As Dean of Curriculum, Kelly sees her primary work as ensuring that our mission is made manifest throughout our curriculum. She also seeks ways to build connections between various elements of our programming — amplifying work that is already being done, utilizing different programs to enhance meaningful learning opportunities, and looking for ways to evolve current programs to make them even better at meeting their stated learning objectives.
Says Kelly, “We have the benefit of working in an environment where our programs are always evolving. So we are continually looking for ways to build bridges and make connections, as well as explicitly amplifying programs that focus on a student’s sense of meaning and intrinsic motivation.”
This year, Kelly is spending a lot of time in the classroom. She has made a commitment to spend time in every single teacher’s classes, focusing especially on our core academic subjects. Doing this allows her to get a deeper understanding of both what it is like to be a student here and to have a more thorough understanding of what is currently happening, so that she can build programming that leverages the learning that is already occurring.
Although there are endless examples of this (see future Couriers for articles that focus on these!), Kelly highlights a couple that are top-of-mind for her right now. In the arena of teaching our students to communicate across cultures, Kelly is interested in finding ways to more deeply anchor our international travel programs into the curriculum. Because our Humanities I curriculum--built around the central question “How does geography shape culture”—already develops a certain level of cross-cultural skill, any additional program developed can start at a much higher level.
Our teachers also naturally make use of learning opportunities when they present themselves.

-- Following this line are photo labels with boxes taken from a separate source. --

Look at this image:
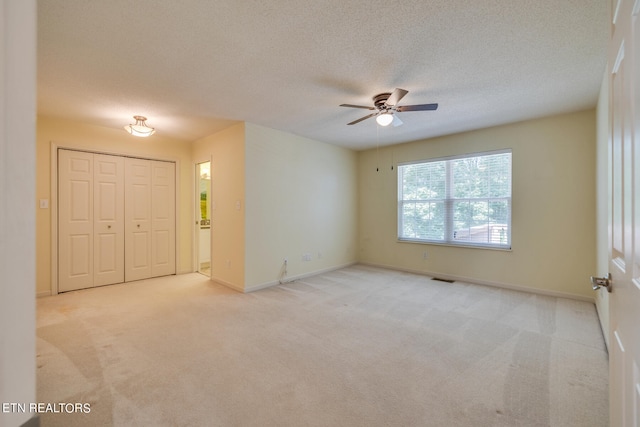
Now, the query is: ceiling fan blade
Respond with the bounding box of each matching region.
[340,104,375,110]
[347,113,377,125]
[385,88,409,106]
[396,104,438,113]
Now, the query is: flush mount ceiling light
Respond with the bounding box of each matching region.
[376,112,393,126]
[124,116,156,137]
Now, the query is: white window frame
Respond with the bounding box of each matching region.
[397,149,513,250]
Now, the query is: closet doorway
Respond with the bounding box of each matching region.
[57,149,176,292]
[195,161,211,277]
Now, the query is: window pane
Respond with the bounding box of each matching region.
[401,162,446,200]
[398,152,511,247]
[401,202,445,240]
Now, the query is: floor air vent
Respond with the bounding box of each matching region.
[431,277,455,283]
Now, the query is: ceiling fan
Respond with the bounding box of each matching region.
[340,88,438,126]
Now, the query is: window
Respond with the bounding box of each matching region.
[398,150,511,249]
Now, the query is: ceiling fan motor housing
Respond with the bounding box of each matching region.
[373,92,391,110]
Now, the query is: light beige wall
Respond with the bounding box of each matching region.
[358,110,596,300]
[246,123,357,290]
[191,123,245,291]
[593,72,610,346]
[0,0,36,427]
[36,117,193,295]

For example, Colin MacNamara already teaches a section of his Humanities II courses on Japan. This year, because a number of our students will be traveling to Japan for Intersession, Colin created an exercise for his students to make a travel guide for for those students traveling to Japan. They also worked on creating a series of scenarios that are helpful for newcomers to Japanese culture (things like, “At SA, you are required to wear your shoes on campus. In Japan, you will likely be required to remove your shoes when entering a home or indoor space.”). Kelly is excited to think about opportunities that can build on Colin’s curriculum or other segments of the Humanities courses.
Lastly, Kelly is focused on the overt articulation of meaningful and purposeful learning within the curriculum—opportunities that build on a student’s intrinsic motivation to learn. She believes that our ungraded programs—Exploratory, Connections, and Intersession—provide wonderful opportunities to help students connect with the joy of learning, or learning for the sake of learning, and she is currently assessing each of these programs for ways to ensure that students have as much opportunity as possible within these to try new things and pursue interests in the relatively pressure-free environment created when grades and transcripts for college don’t factor into the equation.
A great example of this comes out of our Student Sustainability Leadership program that arose last year. Two of our students, Amelia McDonald ‘19 and Izzy Ryan ‘19, took the learning and activism from this program so seriously that they didn’t bat an eye at being picked up from Grad Night to go to Washington DC with Nancy Metzger-Carter for more lobbying and political action. They had already graduated, enrolled in college, and chose to miss part of an important rite of passage to continue the learning that started here last year. In fact, Amelia and Izzy have both continued on in their climate activism work and continue to make use of Sonoma Academy to further their learning and work in this arena.
Kelly believes that a core vision for Sonoma Academy is to help all students find the passion, purpose, and meaningful impact of their learning. Ultimately, that is the essence of the work she does. We will share updates from Kelly’s curriculum work throughout the year.